PERSPECTIVE FROM THE 19TH HOLE: This is the title I chose for my personal blog, which is meant to give me an outlet for one of my favorite crafts – writing – plus use an image from my favorite sport, golf. Out of college, my first job was as a reporter for the Daily Astorian in Astoria, Oregon, and I went on from there to practice writing in all of my professional positions, including as a Congressional press secretary in Washington, D.C., an Oregon state government manager in Salem and Portland, press secretary for Oregon’s last Republican governor (Vic Atiyeh), and a private sector lobbyist. This blog also allows me to link another favorite pastime – politics and the art of developing public policy – to what I write.
A column in the Wall Street Journal under the headline, Freedoms from an Age of Non-Stop Botherers, got me to thinking about the pros and cons of today’s technology.
The columnist, Joe Queenan, worries that technology bothers him nearly all the time.
“American society has now turned into the house I grew up in,” he writes in a reference to his father who always bothered him. “People never stop invading my mental space. In a restaurant, the waiter keeps popping by to ask if everything is all right ‘so far,’ ominously implying that something is lurking inside the chicken parm that could make things go south in a hurry.
“On the flight to LAX, the pilot constantly interrupts the movie to announce that the plane is cruising at an altitude of 35,000 feet and should be able to make up the 15 minutes wasted on the runway.
“Bogus outfits constantly call, purporting to raise money for veterans, cops, political prisoners, rain forests. Telemarketing robots check in to see if I want to repair my devastated credit-card rating or escape the clutches of the IRS. Cultural organizations phone to ask if I’m aware that ticket prices cover only a fraction of the costs of running the Philharmonic, the art museum, the Amazon. ‘I am aware,’ I reply. ‘You just called 20 minutes ago.’
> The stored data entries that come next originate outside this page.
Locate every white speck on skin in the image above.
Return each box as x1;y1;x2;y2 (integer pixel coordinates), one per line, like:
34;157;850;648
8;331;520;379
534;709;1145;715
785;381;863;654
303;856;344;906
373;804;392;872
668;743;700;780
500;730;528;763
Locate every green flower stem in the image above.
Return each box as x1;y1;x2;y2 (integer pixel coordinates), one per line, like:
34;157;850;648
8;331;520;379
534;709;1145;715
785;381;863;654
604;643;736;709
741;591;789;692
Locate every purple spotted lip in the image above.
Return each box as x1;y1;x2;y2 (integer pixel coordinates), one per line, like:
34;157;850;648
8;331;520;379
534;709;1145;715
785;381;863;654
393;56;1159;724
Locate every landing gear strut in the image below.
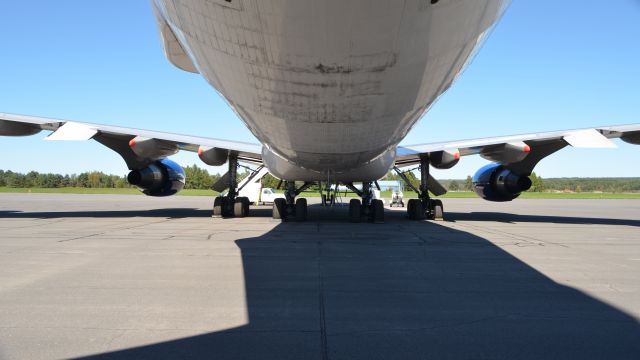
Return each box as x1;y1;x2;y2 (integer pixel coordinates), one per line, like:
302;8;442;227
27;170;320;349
213;154;250;218
318;181;336;206
394;155;444;221
345;182;384;223
272;181;312;222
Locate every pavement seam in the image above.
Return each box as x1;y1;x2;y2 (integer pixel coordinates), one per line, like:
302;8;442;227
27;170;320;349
318;235;329;360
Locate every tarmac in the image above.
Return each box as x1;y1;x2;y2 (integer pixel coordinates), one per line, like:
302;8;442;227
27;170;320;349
0;193;639;359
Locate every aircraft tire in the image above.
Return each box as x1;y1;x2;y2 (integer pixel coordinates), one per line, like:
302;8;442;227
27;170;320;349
234;199;247;218
295;198;307;222
349;199;361;223
273;198;286;220
432;199;444;221
372;199;384;224
213;197;224;217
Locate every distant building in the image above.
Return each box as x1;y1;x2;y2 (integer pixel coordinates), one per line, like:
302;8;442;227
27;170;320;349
335;180;403;192
376;180;403;192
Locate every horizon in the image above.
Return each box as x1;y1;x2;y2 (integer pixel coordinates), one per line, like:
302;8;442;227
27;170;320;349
2;167;640;182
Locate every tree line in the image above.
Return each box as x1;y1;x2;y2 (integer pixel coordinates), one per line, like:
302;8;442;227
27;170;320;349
1;167;639;193
0;170;131;188
0;166;247;190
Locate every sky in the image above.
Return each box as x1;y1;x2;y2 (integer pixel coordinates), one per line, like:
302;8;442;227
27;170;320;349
0;0;639;179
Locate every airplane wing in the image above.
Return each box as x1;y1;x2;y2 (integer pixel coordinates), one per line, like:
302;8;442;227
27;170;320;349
0;112;263;169
396;124;640;176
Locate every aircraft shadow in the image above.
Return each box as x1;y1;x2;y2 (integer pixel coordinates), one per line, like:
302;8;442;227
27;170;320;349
0;208;273;219
0;205;637;227
446;212;640;227
77;208;640;359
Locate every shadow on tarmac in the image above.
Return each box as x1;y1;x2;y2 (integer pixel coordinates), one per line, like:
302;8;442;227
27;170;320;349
64;206;640;360
1;206;638;227
446;212;640;227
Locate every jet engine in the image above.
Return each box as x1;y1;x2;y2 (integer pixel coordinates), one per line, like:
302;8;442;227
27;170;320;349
472;163;532;202
127;159;185;197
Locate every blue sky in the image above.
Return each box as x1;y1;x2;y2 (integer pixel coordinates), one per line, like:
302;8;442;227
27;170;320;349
0;0;638;179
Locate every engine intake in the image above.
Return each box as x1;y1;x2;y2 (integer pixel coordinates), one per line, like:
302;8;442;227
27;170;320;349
472;163;532;202
127;159;185;197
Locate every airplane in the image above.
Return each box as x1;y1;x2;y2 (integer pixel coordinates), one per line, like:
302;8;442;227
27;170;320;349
1;0;639;223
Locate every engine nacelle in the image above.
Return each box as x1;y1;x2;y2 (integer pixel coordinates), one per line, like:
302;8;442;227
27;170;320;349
127;159;185;197
472;163;532;202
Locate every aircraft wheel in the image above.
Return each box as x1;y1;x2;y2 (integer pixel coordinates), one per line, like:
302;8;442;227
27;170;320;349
273;198;286;220
295;198;307;222
407;199;416;220
372;199;384;224
234;199;247;218
213;197;224;217
407;199;424;220
241;197;250;215
349;199;361;223
431;199;444;221
234;197;250;218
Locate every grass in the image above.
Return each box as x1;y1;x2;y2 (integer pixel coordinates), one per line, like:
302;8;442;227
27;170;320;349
307;190;640;200
1;187;639;199
0;187;219;196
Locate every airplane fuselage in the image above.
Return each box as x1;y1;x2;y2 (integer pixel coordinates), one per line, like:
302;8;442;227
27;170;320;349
153;0;509;180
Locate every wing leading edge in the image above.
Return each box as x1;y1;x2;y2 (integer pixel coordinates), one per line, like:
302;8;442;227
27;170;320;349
0;112;262;169
396;124;640;176
2;112;640;185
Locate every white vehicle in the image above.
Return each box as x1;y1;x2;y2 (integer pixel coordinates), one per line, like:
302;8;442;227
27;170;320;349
1;1;639;222
219;166;284;205
256;188;285;206
390;191;405;208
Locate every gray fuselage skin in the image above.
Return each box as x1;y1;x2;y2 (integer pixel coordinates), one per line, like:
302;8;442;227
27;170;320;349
153;0;509;181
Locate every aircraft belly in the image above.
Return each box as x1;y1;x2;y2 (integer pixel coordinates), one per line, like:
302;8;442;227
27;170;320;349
155;0;509;171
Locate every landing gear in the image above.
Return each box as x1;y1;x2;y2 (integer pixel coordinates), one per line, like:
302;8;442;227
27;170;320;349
319;182;336;207
320;193;335;206
295;198;308;221
372;198;384;224
345;182;385;223
349;198;361;222
212;154;251;218
272;198;286;220
395;155;445;221
407;198;423;220
272;181;312;221
234;197;250;218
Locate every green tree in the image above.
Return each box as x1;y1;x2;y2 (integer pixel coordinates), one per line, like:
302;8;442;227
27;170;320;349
464;176;473;191
448;180;460;191
529;172;545;192
261;173;282;189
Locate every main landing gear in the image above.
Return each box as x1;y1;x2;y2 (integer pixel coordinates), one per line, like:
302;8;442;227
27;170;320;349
394;155;445;221
272;181;312;222
212;154;251;218
345;182;384;223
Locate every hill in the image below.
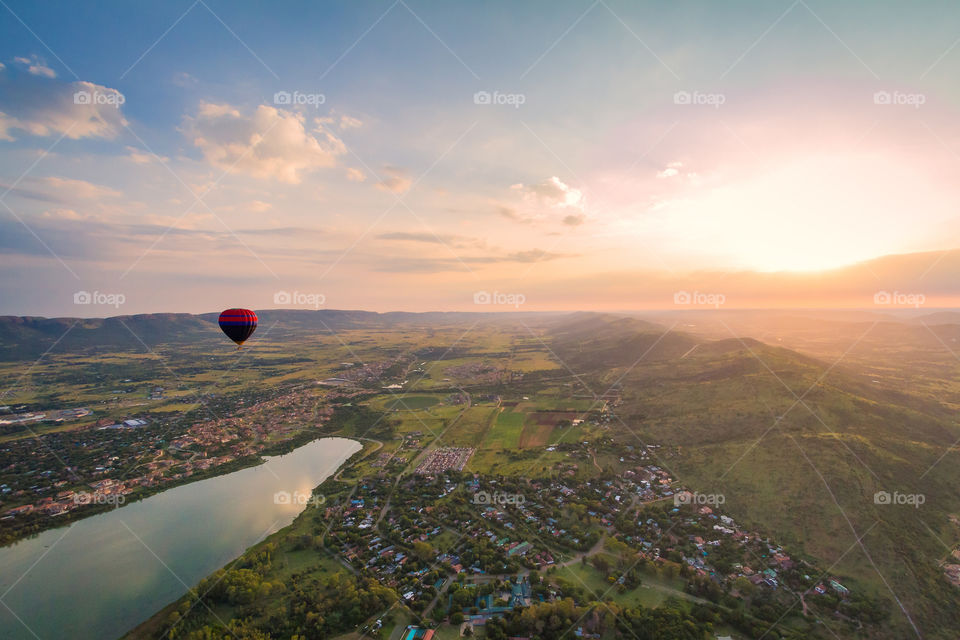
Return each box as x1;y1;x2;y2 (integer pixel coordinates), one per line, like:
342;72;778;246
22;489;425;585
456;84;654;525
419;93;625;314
546;313;960;637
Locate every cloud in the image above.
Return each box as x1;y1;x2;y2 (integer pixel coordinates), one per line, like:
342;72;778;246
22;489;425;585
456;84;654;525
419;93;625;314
0;177;121;203
512;176;584;209
339;115;363;129
13;55;56;78
656;161;697;181
125;146;169;164
37;177;122;200
376;231;484;249
0;181;64;204
377;231;453;244
375;166;412;194
183;102;347;183
498;176;587;225
0;68;127;140
497;205;522;221
370;248;570;273
345;167;366;182
502;249;569;263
“The internet, invented to facilitate the flow of information, now merely facilitates the flow of interruption. The time has come to add new ‘freedoms’ to the admirable list of four offered by President Franklin Delano Roosevelt on Jan. 6, 1941. His were freedom of expression, freedom of religion, freedom from want, freedom from fear.”
Here’s Queenan’s list.
Freedom From Algorithms
Freedom From People Who Make Annoying Noises For a Living [Like leaf blowers or Jim Cramer, the trash-talking stock purveyor on TV.]
Freedom From Pop-Ups
Freedom From Emails Announcing Not-to-Be-Repeated 36-hour Sales on Dirt-Cheap Flights to Atlanta, Duluth and Houston
Freedom From Scams That Insult My Intelligence
Freedom From Follow-up Inquiries by Third-Party Sellers
Freedom From Disconcerting Error Messages
Freedom From Newsmaking Tweets. [Yeah, you know who we’re talking about here. Just stop. Take a day off. Let the rest of us breathe.]
Technology, of course, carries a host of benefits, as well. To counteract Queenan’s concern about “bothering,” here is my partial list of pros that benefit my lifestyle.
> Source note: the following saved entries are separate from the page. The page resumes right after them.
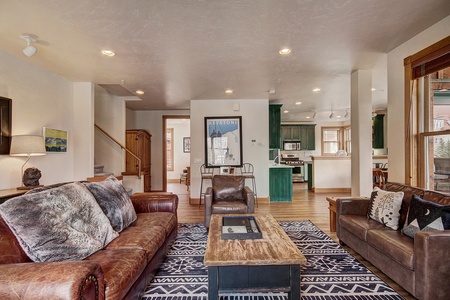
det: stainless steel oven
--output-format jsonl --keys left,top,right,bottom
{"left": 281, "top": 153, "right": 304, "bottom": 182}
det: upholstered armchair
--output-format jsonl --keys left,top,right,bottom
{"left": 204, "top": 175, "right": 255, "bottom": 228}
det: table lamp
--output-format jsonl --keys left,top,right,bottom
{"left": 10, "top": 135, "right": 46, "bottom": 189}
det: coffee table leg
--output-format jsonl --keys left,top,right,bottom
{"left": 289, "top": 265, "right": 301, "bottom": 300}
{"left": 208, "top": 266, "right": 219, "bottom": 300}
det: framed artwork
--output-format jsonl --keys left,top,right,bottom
{"left": 43, "top": 127, "right": 68, "bottom": 153}
{"left": 0, "top": 96, "right": 12, "bottom": 155}
{"left": 204, "top": 116, "right": 242, "bottom": 167}
{"left": 220, "top": 166, "right": 229, "bottom": 175}
{"left": 183, "top": 137, "right": 190, "bottom": 153}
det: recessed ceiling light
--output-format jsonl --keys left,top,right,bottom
{"left": 295, "top": 101, "right": 302, "bottom": 105}
{"left": 225, "top": 89, "right": 233, "bottom": 94}
{"left": 136, "top": 90, "right": 144, "bottom": 95}
{"left": 101, "top": 50, "right": 115, "bottom": 57}
{"left": 283, "top": 110, "right": 289, "bottom": 113}
{"left": 313, "top": 88, "right": 321, "bottom": 92}
{"left": 306, "top": 116, "right": 311, "bottom": 119}
{"left": 371, "top": 88, "right": 376, "bottom": 91}
{"left": 336, "top": 115, "right": 341, "bottom": 118}
{"left": 279, "top": 48, "right": 291, "bottom": 55}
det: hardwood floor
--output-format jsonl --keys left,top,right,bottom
{"left": 167, "top": 181, "right": 415, "bottom": 299}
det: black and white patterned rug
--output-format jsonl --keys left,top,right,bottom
{"left": 141, "top": 221, "right": 404, "bottom": 300}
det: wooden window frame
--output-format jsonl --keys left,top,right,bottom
{"left": 166, "top": 128, "right": 174, "bottom": 171}
{"left": 321, "top": 126, "right": 345, "bottom": 156}
{"left": 404, "top": 36, "right": 450, "bottom": 186}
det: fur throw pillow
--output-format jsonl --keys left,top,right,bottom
{"left": 0, "top": 182, "right": 118, "bottom": 262}
{"left": 84, "top": 176, "right": 137, "bottom": 232}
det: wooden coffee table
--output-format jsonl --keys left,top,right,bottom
{"left": 204, "top": 213, "right": 307, "bottom": 299}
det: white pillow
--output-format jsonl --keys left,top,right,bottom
{"left": 368, "top": 187, "right": 404, "bottom": 230}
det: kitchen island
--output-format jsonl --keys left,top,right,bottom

- You can read a host of material on-line, including newspapers, though, as a former reporter, I still like to hold papers in my hands.
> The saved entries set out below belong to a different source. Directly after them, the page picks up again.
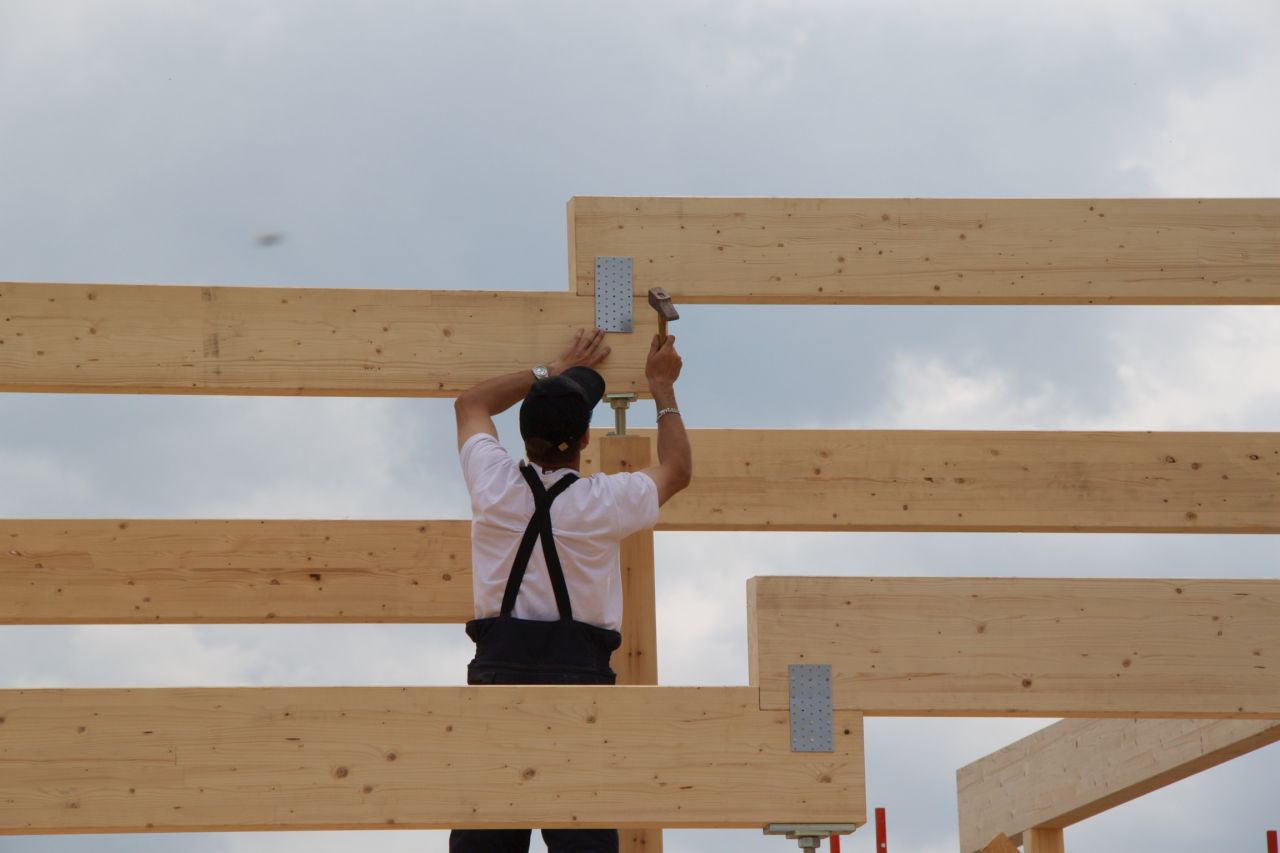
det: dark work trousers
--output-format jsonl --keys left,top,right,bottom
{"left": 450, "top": 465, "right": 621, "bottom": 853}
{"left": 449, "top": 828, "right": 618, "bottom": 853}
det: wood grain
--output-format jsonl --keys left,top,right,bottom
{"left": 8, "top": 426, "right": 1279, "bottom": 624}
{"left": 599, "top": 436, "right": 659, "bottom": 685}
{"left": 570, "top": 197, "right": 1280, "bottom": 304}
{"left": 0, "top": 520, "right": 473, "bottom": 624}
{"left": 587, "top": 429, "right": 1280, "bottom": 533}
{"left": 749, "top": 576, "right": 1280, "bottom": 717}
{"left": 0, "top": 686, "right": 865, "bottom": 834}
{"left": 8, "top": 429, "right": 1275, "bottom": 625}
{"left": 956, "top": 717, "right": 1280, "bottom": 852}
{"left": 1025, "top": 828, "right": 1065, "bottom": 853}
{"left": 0, "top": 283, "right": 655, "bottom": 397}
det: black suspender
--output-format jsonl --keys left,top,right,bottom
{"left": 499, "top": 464, "right": 579, "bottom": 622}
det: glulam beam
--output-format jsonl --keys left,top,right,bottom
{"left": 588, "top": 429, "right": 1280, "bottom": 534}
{"left": 0, "top": 686, "right": 865, "bottom": 834}
{"left": 0, "top": 283, "right": 654, "bottom": 396}
{"left": 0, "top": 520, "right": 472, "bottom": 624}
{"left": 956, "top": 717, "right": 1280, "bottom": 853}
{"left": 749, "top": 576, "right": 1280, "bottom": 717}
{"left": 569, "top": 196, "right": 1280, "bottom": 304}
- You can get important alerts quickly, including, for example about adverse weather or bad traffic.
- You can engage in more interactions with friends, or even expand a list of friends, by using Facebook, Instagram or Linked-In. [This must be done in balance so it does not get in the way of personal contact.]
- You can get access to huge trove of information on local, state and federal governments…if you want such information. [As a now-retired state lobbyist, I would have loved to have information on line, including, for example, for the thousands of pieces of legislation that are introduced every legislative session. As it was, we had to maintain huge filing cabinets of all the paper. It was just near the end of my tenure that the Capitol in Salem gained wi-fi service, which made work much easier and quicker – and even meant the end of our Salem-based office.]
- You can use hand-held I-phone GPS capability in your car to navigate your way around unfamiliar territory instead of getting lost or relying on handwritten notes.
- And, for me as dedicated golfer – read the intro to this blog – I and my friends can sign up on-line for tee times, which is much easier that it used to be with many phone calls.
So, who is right? Joe Queenan or me. Well, both. If used properly and in balance, technology can be more than a bother, though interruptions occur for all of us. For me, I prefer to focus on how technology can be an aid to a more organized lifestyle.